Вот уж не гадал, что пройдет три месяца, и мы сойдемся крепко с Коляшей, старшим братом Сереги Уварова, на праздники будем пить вино и рассуждать о политике. У Коляши забота – жениться и Серегу довести до ума. Должность пастуха, правда, малопочтенная нынче для молодого парня, но прибыльная. Коляша частенько навеселе, в клубе затевает драки. Два раза его били легко – «учили», в третий раз схлопотал посильнее и отлеживался. Приходил к нему начальник колхоза, мужик тугодумный, усовещал, на Серегу показывал: «Плохой пример подаешь». Коляша хотел стерпеть, но вдруг закричал:
– Никитке ноги ломать буду, дай подняться!
Председатель плюнул и ушел, но, видно, передал Никите Копылову, допризывнику, остерегаться. Никита поймал возле школы Серегу и велел наказать брательнику в клуб не ходить одному.
Узнал я об этом, беседовал с братьями и уговорил замириться. И точно – на седьмое Коляша и Никита пришли ко мне в обнимку...

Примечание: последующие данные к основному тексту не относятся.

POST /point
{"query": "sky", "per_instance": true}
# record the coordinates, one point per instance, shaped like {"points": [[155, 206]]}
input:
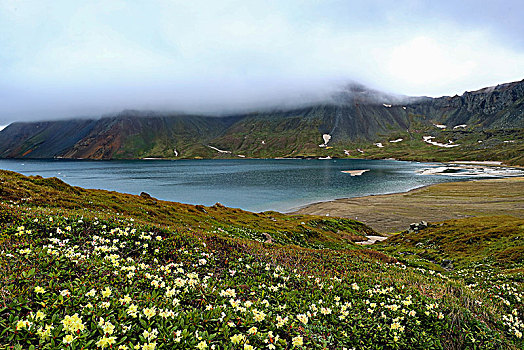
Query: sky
{"points": [[63, 59]]}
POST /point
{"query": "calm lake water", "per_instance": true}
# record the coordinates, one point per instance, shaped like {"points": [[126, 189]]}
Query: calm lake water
{"points": [[251, 184]]}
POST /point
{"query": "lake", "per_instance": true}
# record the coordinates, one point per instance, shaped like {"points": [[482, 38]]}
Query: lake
{"points": [[250, 184]]}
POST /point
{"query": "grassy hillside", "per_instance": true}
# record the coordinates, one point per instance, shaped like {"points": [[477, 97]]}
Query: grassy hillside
{"points": [[95, 269]]}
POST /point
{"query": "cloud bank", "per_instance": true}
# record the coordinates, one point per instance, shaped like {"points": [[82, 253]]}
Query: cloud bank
{"points": [[86, 58]]}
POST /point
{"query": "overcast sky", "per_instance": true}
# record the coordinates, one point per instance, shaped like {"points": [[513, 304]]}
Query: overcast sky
{"points": [[85, 58]]}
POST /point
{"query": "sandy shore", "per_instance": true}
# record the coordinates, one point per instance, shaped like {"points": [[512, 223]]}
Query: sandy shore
{"points": [[355, 172], [454, 200]]}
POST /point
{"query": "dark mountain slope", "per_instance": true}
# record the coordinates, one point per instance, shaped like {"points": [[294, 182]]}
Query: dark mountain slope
{"points": [[498, 107], [353, 122], [42, 139]]}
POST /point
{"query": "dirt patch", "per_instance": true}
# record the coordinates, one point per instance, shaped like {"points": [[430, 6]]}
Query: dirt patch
{"points": [[455, 200]]}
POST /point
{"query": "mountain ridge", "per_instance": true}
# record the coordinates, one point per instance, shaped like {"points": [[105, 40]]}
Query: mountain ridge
{"points": [[356, 121]]}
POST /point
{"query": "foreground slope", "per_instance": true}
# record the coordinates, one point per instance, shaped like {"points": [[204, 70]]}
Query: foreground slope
{"points": [[83, 269]]}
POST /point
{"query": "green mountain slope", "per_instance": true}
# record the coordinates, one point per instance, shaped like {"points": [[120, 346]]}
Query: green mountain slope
{"points": [[487, 124]]}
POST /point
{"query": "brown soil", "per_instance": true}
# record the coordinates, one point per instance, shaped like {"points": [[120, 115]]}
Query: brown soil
{"points": [[394, 212]]}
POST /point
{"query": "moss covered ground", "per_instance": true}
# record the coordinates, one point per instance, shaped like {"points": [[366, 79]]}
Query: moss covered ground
{"points": [[87, 269]]}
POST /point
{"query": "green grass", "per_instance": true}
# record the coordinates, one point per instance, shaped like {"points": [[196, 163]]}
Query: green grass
{"points": [[141, 274]]}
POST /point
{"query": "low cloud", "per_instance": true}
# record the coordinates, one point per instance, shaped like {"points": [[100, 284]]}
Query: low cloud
{"points": [[65, 59]]}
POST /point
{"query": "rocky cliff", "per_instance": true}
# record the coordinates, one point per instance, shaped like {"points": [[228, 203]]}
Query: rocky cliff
{"points": [[355, 117]]}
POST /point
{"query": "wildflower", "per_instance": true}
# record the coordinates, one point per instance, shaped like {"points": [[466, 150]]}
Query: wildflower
{"points": [[126, 299], [108, 328], [202, 345], [23, 324], [105, 341], [68, 339], [281, 321], [237, 338], [45, 333], [302, 318], [73, 323], [148, 346], [150, 335], [297, 341], [106, 292], [150, 312]]}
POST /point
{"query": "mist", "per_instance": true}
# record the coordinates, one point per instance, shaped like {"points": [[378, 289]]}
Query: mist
{"points": [[61, 59]]}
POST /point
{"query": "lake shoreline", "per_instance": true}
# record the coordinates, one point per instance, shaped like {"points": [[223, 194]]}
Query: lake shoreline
{"points": [[394, 212]]}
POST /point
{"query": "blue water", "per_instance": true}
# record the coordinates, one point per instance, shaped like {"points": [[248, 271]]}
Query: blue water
{"points": [[251, 184]]}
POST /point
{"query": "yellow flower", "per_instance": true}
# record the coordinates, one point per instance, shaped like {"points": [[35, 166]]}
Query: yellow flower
{"points": [[150, 312], [105, 341], [68, 339], [297, 341], [108, 328], [237, 338], [106, 292], [302, 318], [202, 345], [23, 324], [73, 323]]}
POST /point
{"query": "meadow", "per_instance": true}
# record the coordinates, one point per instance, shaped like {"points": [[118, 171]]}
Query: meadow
{"points": [[88, 269]]}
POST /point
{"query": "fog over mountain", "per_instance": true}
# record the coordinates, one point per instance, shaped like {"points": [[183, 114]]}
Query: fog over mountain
{"points": [[62, 59]]}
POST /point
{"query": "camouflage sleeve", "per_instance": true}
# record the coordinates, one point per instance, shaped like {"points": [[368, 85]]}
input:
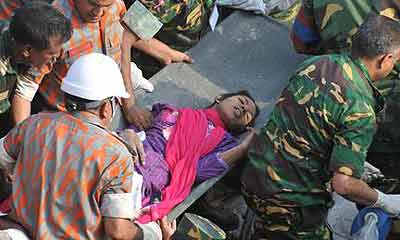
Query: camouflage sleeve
{"points": [[351, 142], [304, 33], [141, 21]]}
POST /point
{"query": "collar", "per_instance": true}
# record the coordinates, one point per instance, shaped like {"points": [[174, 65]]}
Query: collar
{"points": [[380, 100], [5, 53], [89, 118]]}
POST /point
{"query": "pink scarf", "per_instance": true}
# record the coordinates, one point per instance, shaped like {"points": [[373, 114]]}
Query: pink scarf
{"points": [[188, 142]]}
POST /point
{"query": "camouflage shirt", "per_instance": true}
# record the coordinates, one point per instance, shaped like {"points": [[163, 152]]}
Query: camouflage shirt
{"points": [[322, 123], [178, 23], [328, 25]]}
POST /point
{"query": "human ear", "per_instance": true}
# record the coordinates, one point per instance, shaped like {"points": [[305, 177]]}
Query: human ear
{"points": [[218, 99], [26, 51], [385, 61]]}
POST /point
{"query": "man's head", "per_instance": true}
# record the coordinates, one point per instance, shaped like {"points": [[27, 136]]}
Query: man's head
{"points": [[39, 31], [92, 10], [377, 43], [92, 84]]}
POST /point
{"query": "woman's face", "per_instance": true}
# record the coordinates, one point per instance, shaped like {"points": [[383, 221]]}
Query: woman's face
{"points": [[236, 112]]}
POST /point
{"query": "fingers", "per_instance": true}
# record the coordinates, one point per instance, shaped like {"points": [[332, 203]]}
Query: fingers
{"points": [[187, 59], [141, 211]]}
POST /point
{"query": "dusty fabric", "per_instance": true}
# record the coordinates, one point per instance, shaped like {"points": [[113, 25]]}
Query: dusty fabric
{"points": [[188, 141], [155, 172]]}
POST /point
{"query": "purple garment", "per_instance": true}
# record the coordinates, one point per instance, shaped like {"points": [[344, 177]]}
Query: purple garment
{"points": [[155, 172]]}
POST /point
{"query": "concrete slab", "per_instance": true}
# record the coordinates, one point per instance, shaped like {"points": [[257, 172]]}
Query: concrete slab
{"points": [[245, 52]]}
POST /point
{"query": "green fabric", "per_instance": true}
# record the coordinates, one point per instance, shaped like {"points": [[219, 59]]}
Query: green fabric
{"points": [[323, 122], [291, 223], [337, 21], [181, 16]]}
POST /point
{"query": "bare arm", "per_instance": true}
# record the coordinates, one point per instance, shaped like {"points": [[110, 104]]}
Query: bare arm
{"points": [[122, 229], [354, 189], [128, 40], [134, 114], [161, 51], [20, 109]]}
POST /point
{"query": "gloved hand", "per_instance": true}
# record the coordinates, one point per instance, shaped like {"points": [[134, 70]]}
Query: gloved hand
{"points": [[390, 203], [371, 173]]}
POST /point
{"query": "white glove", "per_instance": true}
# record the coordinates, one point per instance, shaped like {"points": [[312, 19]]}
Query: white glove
{"points": [[390, 203], [371, 173]]}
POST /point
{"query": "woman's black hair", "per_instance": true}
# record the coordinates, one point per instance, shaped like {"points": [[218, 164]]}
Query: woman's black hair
{"points": [[239, 93]]}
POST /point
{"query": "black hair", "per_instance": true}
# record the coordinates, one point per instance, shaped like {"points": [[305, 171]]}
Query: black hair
{"points": [[239, 93], [36, 22], [376, 36], [73, 103]]}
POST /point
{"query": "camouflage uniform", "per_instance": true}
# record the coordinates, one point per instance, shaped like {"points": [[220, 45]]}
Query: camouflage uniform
{"points": [[326, 26], [184, 22], [322, 123]]}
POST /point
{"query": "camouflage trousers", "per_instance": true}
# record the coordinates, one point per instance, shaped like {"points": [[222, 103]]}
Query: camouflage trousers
{"points": [[288, 223]]}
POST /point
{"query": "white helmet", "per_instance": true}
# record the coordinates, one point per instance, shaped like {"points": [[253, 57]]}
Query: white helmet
{"points": [[94, 77]]}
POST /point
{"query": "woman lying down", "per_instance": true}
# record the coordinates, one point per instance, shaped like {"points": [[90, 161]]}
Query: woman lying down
{"points": [[184, 146]]}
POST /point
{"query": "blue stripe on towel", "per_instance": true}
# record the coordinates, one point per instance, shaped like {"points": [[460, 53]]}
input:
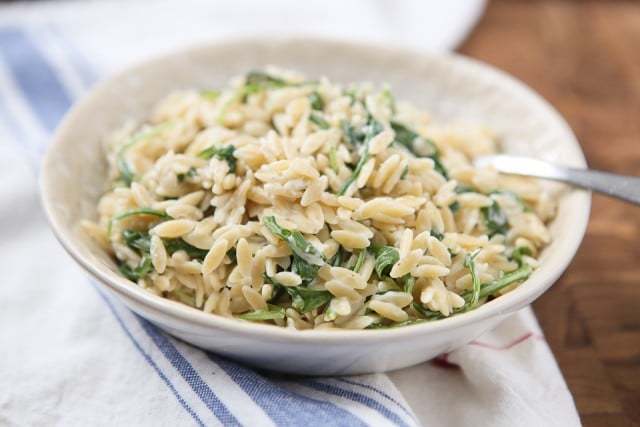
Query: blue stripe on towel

А в школе симпатии мои отданы Юрке Смолинскому и Сереге. На уроках из пестрой толпы Серегина взрослость проступила явственней, а Юркина инфантильность как бы притухла. Оно и неудивительно: нынче редкая семья в Кочетовке без отца, а в полных семьях достаток уничтожил раннее становление характера.
Однажды Серега Уваров пришел в школу сердитый и нахохленный. Молчал, в точку глядел. Я из духа противоречия решил вызвать его. Он встал, к доске не пошел.

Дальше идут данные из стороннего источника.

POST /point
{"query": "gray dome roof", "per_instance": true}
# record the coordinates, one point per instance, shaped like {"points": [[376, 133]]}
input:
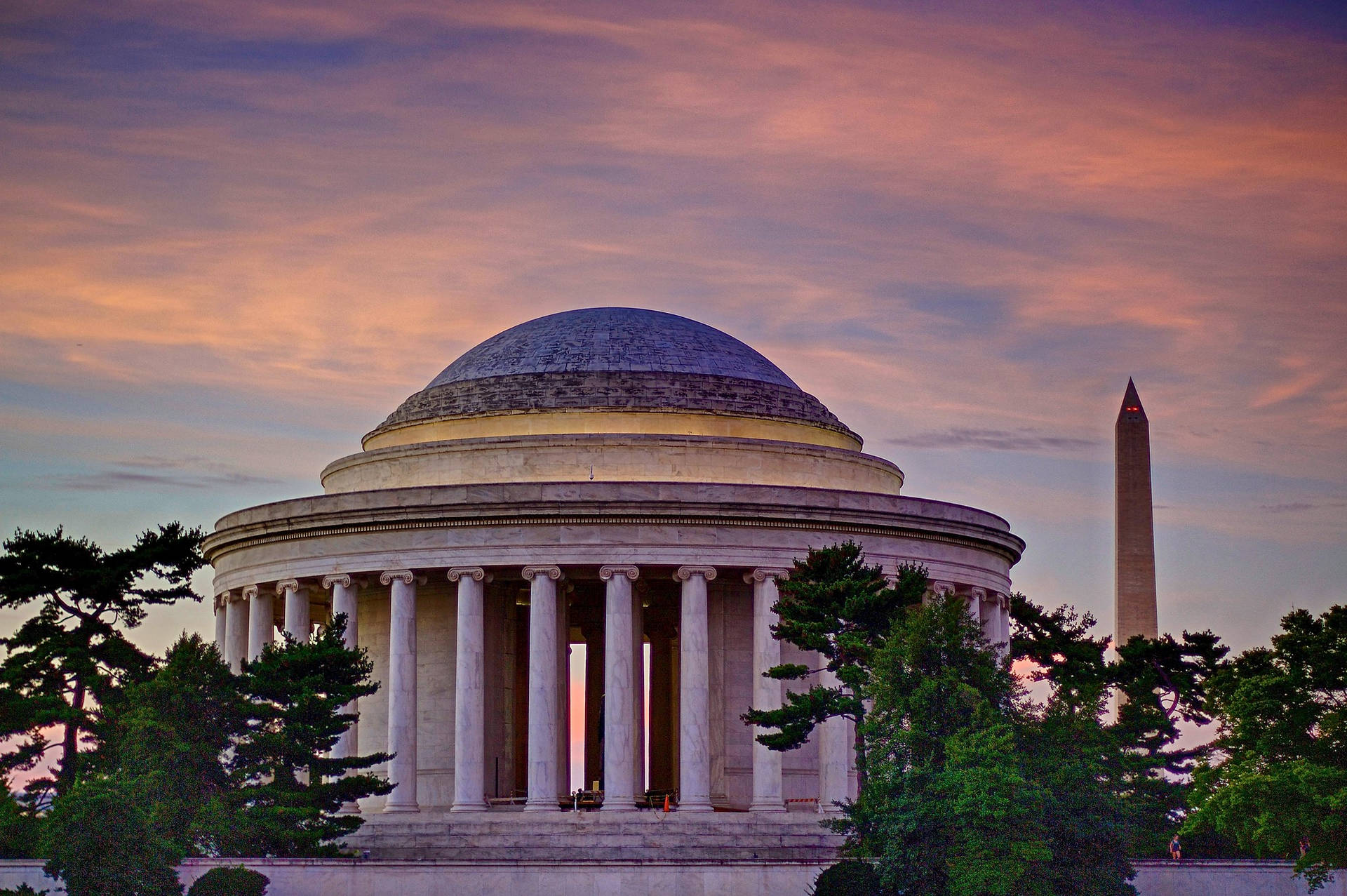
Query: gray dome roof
{"points": [[612, 340], [612, 359]]}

– Не учил, что ли? – спросил я. Молчит. Я спросил его по прошлому уроку – память у Сереги цепкая, уж что-нибудь да ответит. Снова молчит.
Я рассердился и поставил двойку. Событие из ряда вон – никогда не ставлю двоек, чтобы не породить ненависти к истории. А тут поставил. Но что-то покоя не давало – наведался домой к нему.
Мать вздохнула:
– Да ведь Дозор сдох у него. Щенок , белошерстный. Сдох ни с того ни с сего.
Пришлось мне извиняться на уроке перед Уваровым.
У Юрки Смолинского таких переживаний никогда не было, нет и, наверное, не будет...
С первым снегом ушла на вечный покой бабка Домна, хоронили ее всем селом.
– Вот и сны твои дурные сбылись,– сказала Юрке мать, но Юрка уже и сны забыл, и рыбалку нашу с колокольцем, а о бабке отозвался простодушно:
– Старая была, чего жить-то дальше? – и схлопотал от отца щелчок. Через час я видел Юрку веселым, как прежде. Он задирал ребят, егозил. Одним словом, вел себя обычно.
Когда объявил я чтение книжек вслух, Юра пришел одним из первых, но хорохорился: неинтересно-де. И все-таки история Белого Бима – Черное ухо, бесхитростно рассказанная Гавриилом Троепольским, взяла в полон и Юрку: сидел не шелохнувшись. Свет потух – терпеливо ждал, когда лампу семилинейную заправим. Пришла на чтение и Тоня Кудасова. Я обрадовался, не знал, куда усадить ее.
– У вас один журнал, а у папы весь «Бим» в подшивке,– обмолвилась она.
Действительно, мы раздобыли в районо лишь начало, продолжение я решил искать в деревне. Попросил Тоню принести, но она замялась и не обещала. Пришлось идти самому.
Морозы уже заковали церковный пруд, и грязь застыла на дорогах. Василий Васильевич сидел дома, валенки подшивал.
Я спросил:
– А где же Тоня дотемна гуляет? На дворе хоть глаз выколи.